Inside Auschwitz, I walked along the barbed wire fences that surrounded the camp. I learned about the Nazi plan for extermination. Through glass display windows, I saw the countless eyeglasses, shoes, and pieces of luggage that had been stripped from the prisoners. On some, the names of the owners were still legible.
Olga Gibian, who were you? How could this happen to you?
In rows upon rows of mug shots, I looked into the inconsolable eyes of captives; saw their fragile, emaciated bodies in crude black-and-white snapshots.
On the last stop of our tour there, before we went on to the barracks at Birkenau camp, I entered the crematorium.
* * *
Mr. Mermelstein he had told me about the moment when he experienced true clarity about his situation.

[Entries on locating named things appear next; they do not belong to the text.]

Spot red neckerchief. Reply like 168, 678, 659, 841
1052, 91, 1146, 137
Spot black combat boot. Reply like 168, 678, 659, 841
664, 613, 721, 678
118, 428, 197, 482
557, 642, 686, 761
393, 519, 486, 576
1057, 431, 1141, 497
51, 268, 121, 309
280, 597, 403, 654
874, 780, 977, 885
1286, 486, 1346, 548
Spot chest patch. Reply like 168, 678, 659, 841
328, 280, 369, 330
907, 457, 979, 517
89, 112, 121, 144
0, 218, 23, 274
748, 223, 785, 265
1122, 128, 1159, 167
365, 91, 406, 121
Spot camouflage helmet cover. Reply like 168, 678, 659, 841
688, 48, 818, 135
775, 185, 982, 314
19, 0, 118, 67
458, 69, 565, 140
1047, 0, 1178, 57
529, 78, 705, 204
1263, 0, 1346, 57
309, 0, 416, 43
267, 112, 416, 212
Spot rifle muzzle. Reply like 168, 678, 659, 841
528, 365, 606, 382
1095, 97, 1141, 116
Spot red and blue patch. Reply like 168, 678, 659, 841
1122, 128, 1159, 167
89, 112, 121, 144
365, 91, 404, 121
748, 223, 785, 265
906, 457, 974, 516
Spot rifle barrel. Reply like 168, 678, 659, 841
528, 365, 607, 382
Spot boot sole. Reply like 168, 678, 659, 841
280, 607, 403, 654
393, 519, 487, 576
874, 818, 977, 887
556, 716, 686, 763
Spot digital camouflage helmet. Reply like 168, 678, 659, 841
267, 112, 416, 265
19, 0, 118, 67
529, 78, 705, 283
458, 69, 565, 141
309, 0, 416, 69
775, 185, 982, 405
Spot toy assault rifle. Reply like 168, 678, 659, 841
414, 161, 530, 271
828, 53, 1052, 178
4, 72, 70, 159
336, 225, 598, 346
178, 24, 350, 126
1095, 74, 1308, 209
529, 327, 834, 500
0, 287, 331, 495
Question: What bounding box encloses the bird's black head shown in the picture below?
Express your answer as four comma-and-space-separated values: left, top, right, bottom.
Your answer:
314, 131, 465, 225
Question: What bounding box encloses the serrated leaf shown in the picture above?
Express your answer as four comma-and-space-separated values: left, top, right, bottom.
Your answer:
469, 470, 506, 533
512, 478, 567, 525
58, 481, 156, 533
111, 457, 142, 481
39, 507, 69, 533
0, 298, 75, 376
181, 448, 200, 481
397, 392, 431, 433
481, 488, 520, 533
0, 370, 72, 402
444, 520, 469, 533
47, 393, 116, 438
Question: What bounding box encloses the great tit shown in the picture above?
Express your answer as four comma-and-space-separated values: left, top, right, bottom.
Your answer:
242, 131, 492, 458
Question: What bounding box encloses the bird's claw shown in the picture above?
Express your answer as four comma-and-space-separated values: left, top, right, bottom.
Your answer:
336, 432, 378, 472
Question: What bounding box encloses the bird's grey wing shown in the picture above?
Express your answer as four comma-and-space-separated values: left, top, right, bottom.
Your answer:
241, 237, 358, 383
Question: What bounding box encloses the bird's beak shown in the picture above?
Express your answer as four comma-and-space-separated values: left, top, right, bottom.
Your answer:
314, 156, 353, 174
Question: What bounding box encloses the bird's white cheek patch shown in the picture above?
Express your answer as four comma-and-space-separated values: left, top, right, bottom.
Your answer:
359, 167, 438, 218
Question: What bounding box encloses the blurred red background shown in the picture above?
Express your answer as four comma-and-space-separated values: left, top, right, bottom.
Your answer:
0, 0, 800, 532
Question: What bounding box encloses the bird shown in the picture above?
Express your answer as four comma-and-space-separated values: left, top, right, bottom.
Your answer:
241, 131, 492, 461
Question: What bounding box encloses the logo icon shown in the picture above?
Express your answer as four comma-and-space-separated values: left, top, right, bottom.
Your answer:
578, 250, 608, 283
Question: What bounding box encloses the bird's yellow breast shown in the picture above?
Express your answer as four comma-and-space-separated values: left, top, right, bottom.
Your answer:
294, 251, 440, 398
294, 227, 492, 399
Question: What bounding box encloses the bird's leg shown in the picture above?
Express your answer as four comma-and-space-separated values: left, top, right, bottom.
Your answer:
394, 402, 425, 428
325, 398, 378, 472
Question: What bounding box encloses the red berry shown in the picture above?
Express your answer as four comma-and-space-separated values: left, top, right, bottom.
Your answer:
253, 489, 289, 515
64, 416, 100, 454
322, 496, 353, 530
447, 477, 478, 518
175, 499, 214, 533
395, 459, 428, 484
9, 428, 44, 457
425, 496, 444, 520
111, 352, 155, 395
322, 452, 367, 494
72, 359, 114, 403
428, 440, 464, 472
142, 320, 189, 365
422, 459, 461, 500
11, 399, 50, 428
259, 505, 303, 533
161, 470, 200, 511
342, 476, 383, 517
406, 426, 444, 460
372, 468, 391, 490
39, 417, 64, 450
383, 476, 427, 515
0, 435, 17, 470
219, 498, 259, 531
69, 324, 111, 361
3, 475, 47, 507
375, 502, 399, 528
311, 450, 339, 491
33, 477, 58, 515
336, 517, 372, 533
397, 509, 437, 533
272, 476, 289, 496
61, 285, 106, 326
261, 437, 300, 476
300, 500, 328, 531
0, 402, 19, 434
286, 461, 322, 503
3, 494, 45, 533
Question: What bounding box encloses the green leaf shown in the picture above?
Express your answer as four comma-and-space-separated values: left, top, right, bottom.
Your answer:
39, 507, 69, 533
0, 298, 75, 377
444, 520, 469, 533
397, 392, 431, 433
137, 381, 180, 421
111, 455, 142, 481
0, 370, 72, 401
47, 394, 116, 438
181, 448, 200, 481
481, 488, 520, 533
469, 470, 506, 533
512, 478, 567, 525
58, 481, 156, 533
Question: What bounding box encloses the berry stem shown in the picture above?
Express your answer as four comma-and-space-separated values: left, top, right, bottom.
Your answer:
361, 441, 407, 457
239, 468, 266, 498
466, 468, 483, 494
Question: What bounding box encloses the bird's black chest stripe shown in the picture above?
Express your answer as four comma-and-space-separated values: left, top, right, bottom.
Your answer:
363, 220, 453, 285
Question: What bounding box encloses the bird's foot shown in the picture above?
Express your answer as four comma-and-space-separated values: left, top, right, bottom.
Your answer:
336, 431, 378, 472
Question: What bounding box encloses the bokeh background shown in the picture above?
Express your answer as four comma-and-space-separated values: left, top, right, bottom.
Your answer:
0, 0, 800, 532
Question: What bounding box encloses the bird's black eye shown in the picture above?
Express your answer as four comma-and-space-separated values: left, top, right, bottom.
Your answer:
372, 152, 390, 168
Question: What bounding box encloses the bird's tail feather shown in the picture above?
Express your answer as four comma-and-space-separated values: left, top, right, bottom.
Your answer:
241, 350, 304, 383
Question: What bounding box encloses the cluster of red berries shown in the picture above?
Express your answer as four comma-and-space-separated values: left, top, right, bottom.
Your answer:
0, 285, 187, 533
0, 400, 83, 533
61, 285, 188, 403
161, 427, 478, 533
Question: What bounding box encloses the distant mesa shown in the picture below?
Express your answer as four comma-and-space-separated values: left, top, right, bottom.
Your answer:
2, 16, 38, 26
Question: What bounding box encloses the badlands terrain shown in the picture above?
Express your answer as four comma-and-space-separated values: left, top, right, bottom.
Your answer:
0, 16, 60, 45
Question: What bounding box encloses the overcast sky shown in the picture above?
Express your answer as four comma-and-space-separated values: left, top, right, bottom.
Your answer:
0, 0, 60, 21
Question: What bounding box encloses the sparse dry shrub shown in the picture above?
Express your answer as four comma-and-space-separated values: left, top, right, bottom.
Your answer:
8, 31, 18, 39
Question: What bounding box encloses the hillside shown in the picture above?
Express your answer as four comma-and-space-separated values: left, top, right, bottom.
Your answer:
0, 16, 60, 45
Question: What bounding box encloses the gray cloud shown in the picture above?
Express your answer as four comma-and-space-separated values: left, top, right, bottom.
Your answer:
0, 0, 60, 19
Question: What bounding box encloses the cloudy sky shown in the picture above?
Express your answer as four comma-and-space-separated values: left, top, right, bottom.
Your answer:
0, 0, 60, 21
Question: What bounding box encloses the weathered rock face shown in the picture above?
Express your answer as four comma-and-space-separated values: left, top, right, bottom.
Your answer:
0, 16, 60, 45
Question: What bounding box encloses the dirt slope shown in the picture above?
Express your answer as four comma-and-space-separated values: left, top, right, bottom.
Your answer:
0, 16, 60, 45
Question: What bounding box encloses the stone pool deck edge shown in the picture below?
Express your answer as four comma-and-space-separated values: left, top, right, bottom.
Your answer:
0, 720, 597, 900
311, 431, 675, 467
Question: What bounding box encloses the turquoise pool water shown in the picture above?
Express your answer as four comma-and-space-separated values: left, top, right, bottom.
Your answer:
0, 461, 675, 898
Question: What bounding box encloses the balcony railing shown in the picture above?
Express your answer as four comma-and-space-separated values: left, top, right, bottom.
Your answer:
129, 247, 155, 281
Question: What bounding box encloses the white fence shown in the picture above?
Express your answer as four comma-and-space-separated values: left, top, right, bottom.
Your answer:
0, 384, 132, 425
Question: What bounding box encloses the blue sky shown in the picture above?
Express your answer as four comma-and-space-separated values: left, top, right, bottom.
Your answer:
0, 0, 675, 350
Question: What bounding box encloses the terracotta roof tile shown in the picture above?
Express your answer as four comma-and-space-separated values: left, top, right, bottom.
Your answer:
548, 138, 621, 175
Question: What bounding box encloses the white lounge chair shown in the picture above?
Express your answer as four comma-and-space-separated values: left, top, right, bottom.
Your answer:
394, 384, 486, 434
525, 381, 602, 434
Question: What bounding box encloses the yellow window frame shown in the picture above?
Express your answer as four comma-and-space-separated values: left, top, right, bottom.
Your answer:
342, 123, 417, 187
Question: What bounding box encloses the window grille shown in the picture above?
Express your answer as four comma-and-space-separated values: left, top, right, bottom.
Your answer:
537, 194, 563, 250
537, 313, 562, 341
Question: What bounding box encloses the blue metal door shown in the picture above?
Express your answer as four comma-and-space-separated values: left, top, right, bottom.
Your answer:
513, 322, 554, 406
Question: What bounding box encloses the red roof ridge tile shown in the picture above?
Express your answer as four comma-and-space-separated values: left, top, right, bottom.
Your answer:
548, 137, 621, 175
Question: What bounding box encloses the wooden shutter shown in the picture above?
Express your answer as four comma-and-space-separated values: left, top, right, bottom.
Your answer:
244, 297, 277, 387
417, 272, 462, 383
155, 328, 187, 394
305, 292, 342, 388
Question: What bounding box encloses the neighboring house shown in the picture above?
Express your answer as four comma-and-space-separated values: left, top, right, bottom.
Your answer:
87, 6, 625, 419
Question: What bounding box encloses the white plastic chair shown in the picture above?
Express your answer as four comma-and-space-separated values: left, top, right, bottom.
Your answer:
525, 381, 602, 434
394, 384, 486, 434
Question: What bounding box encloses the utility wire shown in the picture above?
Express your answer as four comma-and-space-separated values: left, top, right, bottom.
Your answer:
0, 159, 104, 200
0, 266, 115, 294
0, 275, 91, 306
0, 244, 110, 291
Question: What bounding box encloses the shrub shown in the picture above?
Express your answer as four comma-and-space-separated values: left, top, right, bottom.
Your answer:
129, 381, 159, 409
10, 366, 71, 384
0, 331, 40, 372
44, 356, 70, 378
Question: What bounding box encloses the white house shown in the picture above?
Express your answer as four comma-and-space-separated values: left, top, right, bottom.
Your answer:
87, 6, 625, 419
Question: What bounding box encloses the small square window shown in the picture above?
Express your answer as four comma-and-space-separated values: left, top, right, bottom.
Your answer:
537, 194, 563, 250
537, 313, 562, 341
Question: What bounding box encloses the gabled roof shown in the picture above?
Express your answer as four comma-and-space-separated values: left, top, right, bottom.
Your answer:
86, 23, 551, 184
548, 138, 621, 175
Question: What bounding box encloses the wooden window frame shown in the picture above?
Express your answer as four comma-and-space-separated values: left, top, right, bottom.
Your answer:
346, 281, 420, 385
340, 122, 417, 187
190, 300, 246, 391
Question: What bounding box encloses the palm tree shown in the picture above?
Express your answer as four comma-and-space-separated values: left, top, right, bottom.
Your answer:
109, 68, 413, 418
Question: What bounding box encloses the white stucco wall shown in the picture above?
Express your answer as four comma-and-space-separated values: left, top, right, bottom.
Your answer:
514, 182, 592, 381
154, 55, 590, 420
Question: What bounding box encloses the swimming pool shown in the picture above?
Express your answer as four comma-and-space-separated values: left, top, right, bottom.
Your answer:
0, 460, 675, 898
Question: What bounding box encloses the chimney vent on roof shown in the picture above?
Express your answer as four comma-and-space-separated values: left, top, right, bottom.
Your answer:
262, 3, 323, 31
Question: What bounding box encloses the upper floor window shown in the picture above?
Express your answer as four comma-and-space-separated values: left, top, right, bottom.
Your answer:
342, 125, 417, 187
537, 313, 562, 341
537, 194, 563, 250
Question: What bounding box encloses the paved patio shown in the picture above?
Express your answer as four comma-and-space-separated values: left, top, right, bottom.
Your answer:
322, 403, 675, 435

Upon arriving at Auschwitz, after passing the first selection process and being assigned to his barracks, he and the other prisoners pressed the Kapo—a Jew appointed by Nazi guards to keep the others in line—for answers.
“’Where are our mothers and our sisters? Our daughters? Our children? Our parents and grandparents?’” Mr. Mermelstein said they had asked. “’When will we see them again?’”
The Kapo had demanded their attention and directed them to the opening of the barrack. He pointed to the chimney in the distance, and the smoke that choked out of its stacks, seeping into and blending with the sky.
“You see the chimney? You see the smoke?” he asked them. “There are no parents. There are no sisters.”
According to Mr. Mermelstein, that was it. The Kapo said no more. They gaped at him, then they gaped at each other, disbelieving of the implicit meaning of his words.
* * *
From Auschwitz, we took vans to Birkenau, the sister camp, designated more for work than extermination. Here, the wind picked up. Tour groups huddled close together to protect against the bitter cold.
An out-of-use set of train tracks ran through the center of the camp. On them, a cattle car was parked.
“This car, and many others, was used to transport Jews, Poles, and other targets of the Nazi’s Final Solution to Birkenau for work, or to Auschwitz for death,” our guide told us. “Eighty to 100 people would fit in one car. There was no room to sit. Many died on the way here, right where they stood.”
* * *
For one of our sessions, I went with Mr. Mermelstein to temple. At one point during the ceremony, the rabbi offered his congregation the opportunity to stand up to pay tribute to an absent loved one. Several people rose to their feet, including Mr. Mermelstein.
Looking up, I asked him whom he stood for and why.
“For the six million people who died in the Holocaust,” he said. “For my friends, my family and for my neighbors. For the people I never met. I lived and they didn’t. I honor them because they have no one else.”
So, then, I stood too.
* * *
I deliberately chose to go to Auschwitz-Birkenau in the middle of winter because that’s how so many people experienced it, whether physically or mentally.
They marched nearly barefoot and bare-skinned through freezing temperatures, so many to their deaths. They trembled, 10 to a bunk, through cold, dark nights that did not end with the coming of light.
I do not compare my experience to that of the victims of the Holocaust. I simply wanted to transport myself back to a time and a place that I will never fully understand, but that I must remember; for people who I believe deserve to be honored.
At the end of our tour, our guide led us along the tracks to the edge of Birkenau camp, bordering the forest.
Plaques with messages written in the different languages of the victims at Auschwitz-Birkenau were placed here to honor both the dead and the living.
The plaques read: “Forever let this place be a cry of despair and a warning to humanity, where the Nazis murdered about one and a half million men, women and children mainly Jews, from various countries of Europe.”
“We must not forget,” Mr. Mermelstein said. “We cannot let it happen again.”